Asteroids discovered: 11
| 804 Hispania | March 20, 1915 |
| 925 Alphonsina | January 13, 1920 |
| 945 Barcelona | February 3, 1921 |
| 986 Amelia | October 19, 1922 |
| 1102 Pepita | November 5, 1928 |
| 1117 Reginita | May 24, 1927 |
| 1136 Mercedes | October 30, 1929 |
| 1188 Gothlandia | September 30, 1930 |
| 1626 Sadeya | January 10, 1927 |
| 1655 Comas Solà | November 28, 1929 |
| 1708 Pólit | December 1, 1929 |

Josep Comas i Solà (/ca/; Barcelona 17 December 1868 – 2 December 1937) was a Spanish (Catalan) astronomer, discoverer of minor planets, comets, and double stars.
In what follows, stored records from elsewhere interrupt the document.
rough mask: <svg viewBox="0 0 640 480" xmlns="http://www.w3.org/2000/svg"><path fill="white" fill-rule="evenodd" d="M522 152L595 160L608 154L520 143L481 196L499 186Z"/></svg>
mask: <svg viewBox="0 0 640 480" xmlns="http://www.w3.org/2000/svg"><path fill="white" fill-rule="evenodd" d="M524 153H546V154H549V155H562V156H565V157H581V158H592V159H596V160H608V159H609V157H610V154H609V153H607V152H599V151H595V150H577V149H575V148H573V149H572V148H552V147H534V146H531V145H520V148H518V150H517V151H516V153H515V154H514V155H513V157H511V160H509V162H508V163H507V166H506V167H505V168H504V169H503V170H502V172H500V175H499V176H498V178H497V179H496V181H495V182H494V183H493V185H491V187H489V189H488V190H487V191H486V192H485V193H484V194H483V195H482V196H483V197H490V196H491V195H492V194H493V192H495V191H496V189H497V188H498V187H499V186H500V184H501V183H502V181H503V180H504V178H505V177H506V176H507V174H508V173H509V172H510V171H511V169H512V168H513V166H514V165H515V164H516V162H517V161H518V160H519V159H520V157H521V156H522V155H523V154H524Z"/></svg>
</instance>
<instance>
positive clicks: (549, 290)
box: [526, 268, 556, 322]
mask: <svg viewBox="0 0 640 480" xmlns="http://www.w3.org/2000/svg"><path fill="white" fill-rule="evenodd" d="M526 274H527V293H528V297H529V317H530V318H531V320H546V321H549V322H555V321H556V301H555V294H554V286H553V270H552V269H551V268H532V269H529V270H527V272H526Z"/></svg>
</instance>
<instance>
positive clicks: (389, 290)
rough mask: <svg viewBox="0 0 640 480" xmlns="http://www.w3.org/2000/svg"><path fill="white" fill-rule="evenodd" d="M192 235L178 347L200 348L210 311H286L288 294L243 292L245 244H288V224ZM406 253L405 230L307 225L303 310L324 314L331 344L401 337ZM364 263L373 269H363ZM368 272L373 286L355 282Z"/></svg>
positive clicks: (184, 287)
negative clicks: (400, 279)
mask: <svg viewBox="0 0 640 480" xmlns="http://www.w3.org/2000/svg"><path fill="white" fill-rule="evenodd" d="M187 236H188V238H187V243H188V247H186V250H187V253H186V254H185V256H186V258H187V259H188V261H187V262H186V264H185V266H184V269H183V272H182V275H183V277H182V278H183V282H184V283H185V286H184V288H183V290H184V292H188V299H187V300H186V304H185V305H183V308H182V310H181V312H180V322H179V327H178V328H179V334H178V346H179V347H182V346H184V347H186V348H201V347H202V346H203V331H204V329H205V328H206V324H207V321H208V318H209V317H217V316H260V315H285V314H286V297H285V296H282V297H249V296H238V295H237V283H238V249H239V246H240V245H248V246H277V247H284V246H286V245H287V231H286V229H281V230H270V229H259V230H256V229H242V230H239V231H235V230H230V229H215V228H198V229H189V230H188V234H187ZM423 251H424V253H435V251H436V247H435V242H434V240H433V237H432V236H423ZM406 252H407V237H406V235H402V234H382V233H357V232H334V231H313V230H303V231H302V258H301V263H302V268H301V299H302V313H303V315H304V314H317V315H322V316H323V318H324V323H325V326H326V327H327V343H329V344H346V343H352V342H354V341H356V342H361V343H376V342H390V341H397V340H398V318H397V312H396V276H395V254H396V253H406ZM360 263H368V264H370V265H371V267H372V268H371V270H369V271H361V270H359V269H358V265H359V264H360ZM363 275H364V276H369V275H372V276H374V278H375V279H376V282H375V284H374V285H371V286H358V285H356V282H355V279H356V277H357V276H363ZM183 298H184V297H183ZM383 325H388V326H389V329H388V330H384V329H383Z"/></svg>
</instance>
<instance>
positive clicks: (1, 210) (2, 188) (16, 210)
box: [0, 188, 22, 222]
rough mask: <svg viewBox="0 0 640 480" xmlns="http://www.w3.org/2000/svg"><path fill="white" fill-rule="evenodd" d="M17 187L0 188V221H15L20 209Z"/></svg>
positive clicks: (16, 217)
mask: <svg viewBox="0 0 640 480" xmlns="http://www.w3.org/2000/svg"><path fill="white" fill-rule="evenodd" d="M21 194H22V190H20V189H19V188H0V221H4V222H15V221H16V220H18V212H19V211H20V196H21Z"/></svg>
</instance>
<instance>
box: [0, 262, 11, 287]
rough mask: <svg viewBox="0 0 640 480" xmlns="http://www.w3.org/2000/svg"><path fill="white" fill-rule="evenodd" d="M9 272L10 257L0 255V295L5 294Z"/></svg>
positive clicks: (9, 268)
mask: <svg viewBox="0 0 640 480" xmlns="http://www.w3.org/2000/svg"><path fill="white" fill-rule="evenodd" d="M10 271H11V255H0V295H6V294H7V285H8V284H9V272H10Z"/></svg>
He wrote his first astronomy notes at the age of ten, and was only fifteen when he published an article in a French specialist magazine.

He observed planets including Mars and Saturn, measuring the rotation period of the latter. He wrote some books popularizing astronomy, and was first president of the Spanish and American Astronomical Society (Sociedad Astrónomica de España y América; S.A.D.E.Y.A.). He discovered the periodic comet 32P/Comas Solà, and co-discovered the non-periodic comet C/1925 F1 (Shajn-Comas Solà); he is also credited by the Minor Planet Center with the discovery of 11 asteroids during 1915–1930. Comas i Solà is also credited with the discovery of the double star SOL 1.

In 1905, Solà received the Prix Jules Janssen, the highest award of the Société astronomique de France, the French astronomical society. In 1908 he claimed to observe limb darkening of Saturn's moon Titan, the first evidence that the body had an atmosphere. He was the head of Fabra Observatory since it was established in 1904.

The asteroids 1102 Pepita (from his nickname Pepito) and 1655 Comas Solà are named after him, as is Comas Sola crater on Mars.